The recent reclassification of a follicular variant of papillary thyroid carcinoma (FVPTC), subset as noninvasive follicular thyroid neoplasm with papillary-like nuclear features (NIFTP), aims to avoid overtreatment of patients with an indolent lesion. The diagnosis of NIFTP has recently been revisited using more rigid criteria. This study presents histological and molecular findings and a long clinical follow-up of 94 FVPTC, 40 cases of follicular adenoma (FTA) and 22 cases of follicular carcinoma (FTC) that were classified before the advent of the NIFTP reclassification. All slides were reviewed using these rigid criteria and analysis of numerous sections of paraffin blocks and reclassified as 7 NIFTPs, 2 EFVPTCs, 29 infiltrative FVPTC (IFVPTCs), 57 invasive EFVPTC (I-EFVPTCs), 39 FTAs and 22 FTCs. Remarkably, EFVPTC and NIFTP patients were all free of disease at the end of follow-up and showed no BRAF mutation. Only one NIFTP sample harbored mutations, an NRAS Q61R. PAX8/PPARG fusion was found in I-EFVPTCs and FTC. Although additional studies are needed to identify a specific molecular profile to aid in the diagnosis of lesions with borderline morphological characteristics, we confirmed that the BRAF V600E mutation is an important tool to exclude the diagnosis of NIFTP. We also show that rigorous histopathological criteria should be strongly followed to avoid missing lesions in which more aggressive behavior is present, mainly via the analysis of capsule or vascular invasion and the presence of papillary structures.

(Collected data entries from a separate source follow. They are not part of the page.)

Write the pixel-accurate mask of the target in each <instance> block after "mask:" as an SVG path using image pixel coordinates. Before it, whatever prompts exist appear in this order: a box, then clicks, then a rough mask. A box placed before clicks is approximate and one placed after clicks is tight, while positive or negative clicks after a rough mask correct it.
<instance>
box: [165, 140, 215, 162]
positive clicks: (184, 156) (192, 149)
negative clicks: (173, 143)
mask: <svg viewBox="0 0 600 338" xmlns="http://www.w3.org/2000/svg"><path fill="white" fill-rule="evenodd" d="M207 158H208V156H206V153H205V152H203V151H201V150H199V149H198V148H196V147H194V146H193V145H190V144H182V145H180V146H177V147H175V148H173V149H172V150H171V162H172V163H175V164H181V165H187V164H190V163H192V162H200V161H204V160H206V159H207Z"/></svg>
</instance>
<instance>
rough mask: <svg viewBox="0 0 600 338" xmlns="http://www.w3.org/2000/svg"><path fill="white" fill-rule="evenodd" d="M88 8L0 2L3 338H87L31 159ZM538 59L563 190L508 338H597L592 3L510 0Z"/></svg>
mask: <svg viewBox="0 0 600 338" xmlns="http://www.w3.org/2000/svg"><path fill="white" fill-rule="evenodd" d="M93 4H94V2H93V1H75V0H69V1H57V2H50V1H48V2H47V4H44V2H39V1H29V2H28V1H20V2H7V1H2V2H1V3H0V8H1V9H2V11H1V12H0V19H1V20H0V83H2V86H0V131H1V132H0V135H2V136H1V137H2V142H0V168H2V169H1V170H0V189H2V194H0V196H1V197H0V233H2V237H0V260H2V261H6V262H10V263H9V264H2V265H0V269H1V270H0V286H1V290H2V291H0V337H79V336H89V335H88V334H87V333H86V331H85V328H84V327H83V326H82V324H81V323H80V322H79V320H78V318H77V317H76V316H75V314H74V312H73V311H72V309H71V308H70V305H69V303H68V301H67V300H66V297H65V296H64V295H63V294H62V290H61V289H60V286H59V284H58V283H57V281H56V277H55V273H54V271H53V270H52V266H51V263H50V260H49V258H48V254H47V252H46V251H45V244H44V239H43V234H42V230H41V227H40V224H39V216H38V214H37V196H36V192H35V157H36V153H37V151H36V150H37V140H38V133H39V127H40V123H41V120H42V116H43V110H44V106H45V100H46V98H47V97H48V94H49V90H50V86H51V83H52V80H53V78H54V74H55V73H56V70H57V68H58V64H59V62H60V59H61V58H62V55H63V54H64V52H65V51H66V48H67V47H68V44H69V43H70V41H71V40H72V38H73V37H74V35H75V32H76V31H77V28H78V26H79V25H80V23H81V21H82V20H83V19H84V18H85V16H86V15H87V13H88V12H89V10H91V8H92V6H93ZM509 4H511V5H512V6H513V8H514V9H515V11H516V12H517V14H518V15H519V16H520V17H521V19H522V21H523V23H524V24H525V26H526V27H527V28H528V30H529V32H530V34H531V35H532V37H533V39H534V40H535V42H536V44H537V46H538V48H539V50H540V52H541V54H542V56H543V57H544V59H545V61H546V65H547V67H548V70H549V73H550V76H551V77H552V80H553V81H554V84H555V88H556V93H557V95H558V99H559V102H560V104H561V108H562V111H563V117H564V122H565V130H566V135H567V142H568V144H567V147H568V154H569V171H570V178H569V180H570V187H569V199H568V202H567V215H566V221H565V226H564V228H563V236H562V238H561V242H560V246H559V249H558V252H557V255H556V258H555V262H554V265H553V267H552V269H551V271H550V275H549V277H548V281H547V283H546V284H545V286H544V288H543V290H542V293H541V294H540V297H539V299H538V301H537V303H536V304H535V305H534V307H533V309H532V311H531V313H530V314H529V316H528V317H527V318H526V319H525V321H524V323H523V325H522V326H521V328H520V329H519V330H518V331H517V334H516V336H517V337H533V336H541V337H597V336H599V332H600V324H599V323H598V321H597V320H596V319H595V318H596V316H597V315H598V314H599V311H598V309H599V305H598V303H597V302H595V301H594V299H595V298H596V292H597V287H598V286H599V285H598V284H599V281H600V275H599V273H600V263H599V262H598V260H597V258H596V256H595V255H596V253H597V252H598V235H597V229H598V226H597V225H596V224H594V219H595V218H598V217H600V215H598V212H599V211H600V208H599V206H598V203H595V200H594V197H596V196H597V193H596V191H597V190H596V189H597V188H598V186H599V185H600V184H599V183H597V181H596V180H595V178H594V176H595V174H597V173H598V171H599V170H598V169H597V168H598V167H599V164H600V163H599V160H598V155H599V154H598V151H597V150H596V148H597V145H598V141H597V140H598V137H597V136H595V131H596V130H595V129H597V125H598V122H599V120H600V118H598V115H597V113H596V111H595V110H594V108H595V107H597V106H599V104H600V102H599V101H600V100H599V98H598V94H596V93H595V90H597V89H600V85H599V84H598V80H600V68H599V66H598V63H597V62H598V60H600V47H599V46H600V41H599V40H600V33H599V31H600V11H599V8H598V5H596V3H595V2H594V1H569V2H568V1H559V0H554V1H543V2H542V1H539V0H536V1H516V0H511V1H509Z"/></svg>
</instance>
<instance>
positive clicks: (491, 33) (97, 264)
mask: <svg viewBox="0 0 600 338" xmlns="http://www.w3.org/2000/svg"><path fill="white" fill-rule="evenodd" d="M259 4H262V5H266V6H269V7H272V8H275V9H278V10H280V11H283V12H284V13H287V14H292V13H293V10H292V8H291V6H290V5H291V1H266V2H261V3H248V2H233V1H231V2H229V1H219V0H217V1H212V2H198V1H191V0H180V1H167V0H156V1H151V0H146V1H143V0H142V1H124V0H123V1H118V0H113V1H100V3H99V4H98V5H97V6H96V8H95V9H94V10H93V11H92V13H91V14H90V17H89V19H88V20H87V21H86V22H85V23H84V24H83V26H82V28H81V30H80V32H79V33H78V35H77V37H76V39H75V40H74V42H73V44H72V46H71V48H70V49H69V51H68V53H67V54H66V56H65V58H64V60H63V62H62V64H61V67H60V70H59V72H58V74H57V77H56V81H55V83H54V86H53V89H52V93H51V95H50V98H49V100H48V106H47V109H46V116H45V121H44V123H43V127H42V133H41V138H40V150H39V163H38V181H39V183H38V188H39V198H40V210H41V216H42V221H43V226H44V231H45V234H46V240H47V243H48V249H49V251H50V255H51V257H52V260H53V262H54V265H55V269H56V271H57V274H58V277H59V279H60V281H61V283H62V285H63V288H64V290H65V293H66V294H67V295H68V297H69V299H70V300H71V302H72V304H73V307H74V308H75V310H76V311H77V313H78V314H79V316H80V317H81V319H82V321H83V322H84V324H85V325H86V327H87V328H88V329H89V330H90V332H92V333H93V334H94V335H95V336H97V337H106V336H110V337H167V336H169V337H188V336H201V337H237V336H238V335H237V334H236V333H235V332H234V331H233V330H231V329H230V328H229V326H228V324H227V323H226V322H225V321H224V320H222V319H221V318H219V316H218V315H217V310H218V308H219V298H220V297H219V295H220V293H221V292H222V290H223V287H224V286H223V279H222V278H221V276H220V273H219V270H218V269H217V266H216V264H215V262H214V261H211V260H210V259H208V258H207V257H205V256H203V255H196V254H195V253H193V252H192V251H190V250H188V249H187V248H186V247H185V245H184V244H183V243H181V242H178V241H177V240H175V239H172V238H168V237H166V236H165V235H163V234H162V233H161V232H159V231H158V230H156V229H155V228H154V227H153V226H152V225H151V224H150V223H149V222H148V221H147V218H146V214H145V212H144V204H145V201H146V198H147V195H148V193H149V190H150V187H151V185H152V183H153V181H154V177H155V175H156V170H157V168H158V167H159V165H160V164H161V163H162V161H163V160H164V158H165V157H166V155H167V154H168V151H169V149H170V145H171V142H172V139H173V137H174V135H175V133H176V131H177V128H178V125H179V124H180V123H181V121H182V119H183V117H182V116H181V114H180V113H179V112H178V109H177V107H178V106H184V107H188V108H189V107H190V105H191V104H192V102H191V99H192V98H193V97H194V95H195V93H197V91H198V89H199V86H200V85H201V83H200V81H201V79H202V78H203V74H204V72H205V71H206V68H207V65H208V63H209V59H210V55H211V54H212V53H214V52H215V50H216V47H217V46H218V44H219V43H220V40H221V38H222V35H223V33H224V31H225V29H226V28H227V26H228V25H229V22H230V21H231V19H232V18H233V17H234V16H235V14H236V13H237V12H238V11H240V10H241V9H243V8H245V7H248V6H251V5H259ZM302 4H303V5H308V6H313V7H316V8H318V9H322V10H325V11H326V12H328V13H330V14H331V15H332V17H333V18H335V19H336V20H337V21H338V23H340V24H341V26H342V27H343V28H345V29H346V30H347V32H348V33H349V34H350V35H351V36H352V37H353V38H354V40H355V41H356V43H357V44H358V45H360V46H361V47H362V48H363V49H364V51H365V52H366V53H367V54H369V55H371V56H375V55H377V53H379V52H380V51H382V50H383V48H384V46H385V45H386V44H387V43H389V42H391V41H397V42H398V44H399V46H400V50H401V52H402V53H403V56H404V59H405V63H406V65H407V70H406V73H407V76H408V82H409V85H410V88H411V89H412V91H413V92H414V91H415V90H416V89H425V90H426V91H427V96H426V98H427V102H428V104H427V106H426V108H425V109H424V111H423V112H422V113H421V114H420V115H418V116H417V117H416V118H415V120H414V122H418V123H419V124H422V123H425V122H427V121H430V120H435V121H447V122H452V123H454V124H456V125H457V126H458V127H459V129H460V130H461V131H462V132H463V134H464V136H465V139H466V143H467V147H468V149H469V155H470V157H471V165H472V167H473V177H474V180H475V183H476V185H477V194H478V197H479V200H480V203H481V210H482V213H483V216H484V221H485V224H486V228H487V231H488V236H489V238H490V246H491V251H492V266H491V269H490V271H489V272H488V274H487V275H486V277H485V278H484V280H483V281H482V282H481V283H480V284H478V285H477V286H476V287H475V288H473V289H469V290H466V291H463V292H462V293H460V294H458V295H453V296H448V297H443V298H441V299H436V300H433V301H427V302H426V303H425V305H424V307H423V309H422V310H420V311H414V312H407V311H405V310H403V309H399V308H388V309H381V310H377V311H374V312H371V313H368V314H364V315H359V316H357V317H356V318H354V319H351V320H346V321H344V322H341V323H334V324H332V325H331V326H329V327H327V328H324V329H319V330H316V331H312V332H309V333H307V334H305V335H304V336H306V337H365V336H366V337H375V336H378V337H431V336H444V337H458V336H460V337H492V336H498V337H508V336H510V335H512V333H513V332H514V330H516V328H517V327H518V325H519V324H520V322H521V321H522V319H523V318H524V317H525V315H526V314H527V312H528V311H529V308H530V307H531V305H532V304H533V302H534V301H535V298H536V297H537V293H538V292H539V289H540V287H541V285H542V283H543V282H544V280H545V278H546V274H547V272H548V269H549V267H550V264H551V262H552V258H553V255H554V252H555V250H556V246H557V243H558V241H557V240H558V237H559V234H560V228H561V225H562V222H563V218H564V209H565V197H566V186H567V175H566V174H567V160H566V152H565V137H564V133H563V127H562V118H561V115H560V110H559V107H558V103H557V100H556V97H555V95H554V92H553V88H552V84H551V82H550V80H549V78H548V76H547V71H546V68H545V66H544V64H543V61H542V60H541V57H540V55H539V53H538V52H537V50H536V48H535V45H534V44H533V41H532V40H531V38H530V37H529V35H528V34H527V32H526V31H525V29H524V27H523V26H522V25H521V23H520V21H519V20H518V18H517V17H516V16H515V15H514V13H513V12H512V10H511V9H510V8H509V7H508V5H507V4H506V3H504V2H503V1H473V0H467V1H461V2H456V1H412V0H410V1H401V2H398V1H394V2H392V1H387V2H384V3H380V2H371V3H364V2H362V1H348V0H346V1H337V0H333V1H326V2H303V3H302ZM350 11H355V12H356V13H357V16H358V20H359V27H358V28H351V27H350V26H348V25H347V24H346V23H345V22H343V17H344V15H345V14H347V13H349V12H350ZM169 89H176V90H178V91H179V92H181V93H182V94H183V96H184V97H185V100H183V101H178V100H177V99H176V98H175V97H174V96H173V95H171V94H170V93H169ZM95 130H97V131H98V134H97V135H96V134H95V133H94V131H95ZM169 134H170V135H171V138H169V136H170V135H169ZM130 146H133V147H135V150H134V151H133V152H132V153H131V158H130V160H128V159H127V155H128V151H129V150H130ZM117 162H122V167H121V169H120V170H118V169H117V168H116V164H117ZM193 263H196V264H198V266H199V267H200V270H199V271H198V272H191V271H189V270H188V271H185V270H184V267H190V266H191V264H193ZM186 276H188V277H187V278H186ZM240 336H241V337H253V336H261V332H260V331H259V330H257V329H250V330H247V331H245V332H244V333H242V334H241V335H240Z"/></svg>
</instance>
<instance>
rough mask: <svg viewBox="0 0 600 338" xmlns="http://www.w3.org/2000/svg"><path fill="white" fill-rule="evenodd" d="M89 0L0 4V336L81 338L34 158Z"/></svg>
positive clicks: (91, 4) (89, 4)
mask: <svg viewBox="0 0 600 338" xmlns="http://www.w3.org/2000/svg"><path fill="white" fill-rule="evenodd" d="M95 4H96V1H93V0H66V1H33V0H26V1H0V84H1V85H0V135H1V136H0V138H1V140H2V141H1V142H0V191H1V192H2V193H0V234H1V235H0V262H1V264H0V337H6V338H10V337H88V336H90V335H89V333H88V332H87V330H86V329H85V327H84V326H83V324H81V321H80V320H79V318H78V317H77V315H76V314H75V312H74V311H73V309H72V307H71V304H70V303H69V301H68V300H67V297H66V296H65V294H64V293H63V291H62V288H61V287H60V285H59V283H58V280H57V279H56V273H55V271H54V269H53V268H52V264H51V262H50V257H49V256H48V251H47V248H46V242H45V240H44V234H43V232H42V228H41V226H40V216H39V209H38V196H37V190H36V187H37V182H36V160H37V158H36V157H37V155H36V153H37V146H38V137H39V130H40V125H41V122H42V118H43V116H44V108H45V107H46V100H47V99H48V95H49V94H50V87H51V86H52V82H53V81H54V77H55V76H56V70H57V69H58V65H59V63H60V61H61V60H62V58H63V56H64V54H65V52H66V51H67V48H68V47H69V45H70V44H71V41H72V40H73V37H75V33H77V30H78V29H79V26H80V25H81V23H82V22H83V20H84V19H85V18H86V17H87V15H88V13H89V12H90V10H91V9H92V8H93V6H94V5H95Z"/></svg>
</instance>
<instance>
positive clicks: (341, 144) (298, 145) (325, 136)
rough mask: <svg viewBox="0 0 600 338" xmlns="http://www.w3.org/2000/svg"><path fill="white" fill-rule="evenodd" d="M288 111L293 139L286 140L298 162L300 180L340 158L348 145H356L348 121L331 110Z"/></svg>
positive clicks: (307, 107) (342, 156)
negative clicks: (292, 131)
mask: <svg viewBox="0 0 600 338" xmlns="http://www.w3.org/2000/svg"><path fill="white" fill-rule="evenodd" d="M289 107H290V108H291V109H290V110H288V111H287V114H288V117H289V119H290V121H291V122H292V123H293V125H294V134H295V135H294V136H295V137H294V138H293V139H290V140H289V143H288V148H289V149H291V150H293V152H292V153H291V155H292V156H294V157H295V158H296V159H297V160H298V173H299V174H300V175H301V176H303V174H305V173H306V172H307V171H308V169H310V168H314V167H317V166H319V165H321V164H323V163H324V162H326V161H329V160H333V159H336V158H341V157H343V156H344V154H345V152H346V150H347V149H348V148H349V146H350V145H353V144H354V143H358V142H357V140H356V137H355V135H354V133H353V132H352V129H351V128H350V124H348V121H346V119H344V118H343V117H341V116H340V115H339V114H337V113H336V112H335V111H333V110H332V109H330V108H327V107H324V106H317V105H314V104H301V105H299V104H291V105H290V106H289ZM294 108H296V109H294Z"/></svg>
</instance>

Keywords: BRAF V600E; NIFTP; PAX8-PPARG; RAS; papillary thyroid carcinoma.

Figure 1

Sankey diagram to visualize histotype distribution changes across the different classification approaches. (A) Original diagnostic: FVPTC (n = 94), FTA (n = 40) and FTC (n = 23). (B) Histotypes assignment was performed according to criteria defined by Seethala et al. (14). The samples classified as NIFTPs were previously classified as EFVPTC (6 out of 7) or FTA (1 out of 7). Most EFVPTC were reclassified as I-EFVPTC (n = 15) or IFVPTC (n = 1). None of the FTC cases changed category.

Figure 2

Histology of noninvasive follicular thyroid neoplasm with papillary-like nuclear features (NIFTPs) and encapsulated follicular variant of papillary thyroid carcinomas (EFVPTC). (A and B) Representative image of a NIFTP sample showing the characteristics necessary for the diagnosis: (A) an expansive growth pattern with a well-delineated interface with the surrounding thyroid parenchyma and the absence of an invasion signal. This well-delimited interface can be noted even macroscopically (detail). (B) In addition, NIFTP samples must have papillary-like nuclei, as in this photomicrography. (C and D) EFVPTC cases excluded from the NIFTP group due to the presence of true papillae in the middle of the follicular architecture: (C) sample #9 and (D) sample #10, according to Table 1. (E and F) FTA sample whose diagnosis was changed to NIFTP: (E) a thick capsule can be seen around the tumor. There are no signs of invasion of the vessel or capsule, and only follicular architecture is observed. (F) At the periphery of the lesion, however, the nuclei show irregular membranes, overlap, grooves, indentations and chromatin clearing, which are sufficient criteria for the diagnosis of NIFTP (Hematoxylin-eosin, original magnifications of 40x (A and E), 400× (B), 200× (C, D and F).

Figure 3

Percentage of the mutations in FVPTC across different classifications: (A) Post-NIFTP era. (B) Percentage of mutations in the FTA and FTC samples after histological reclassification.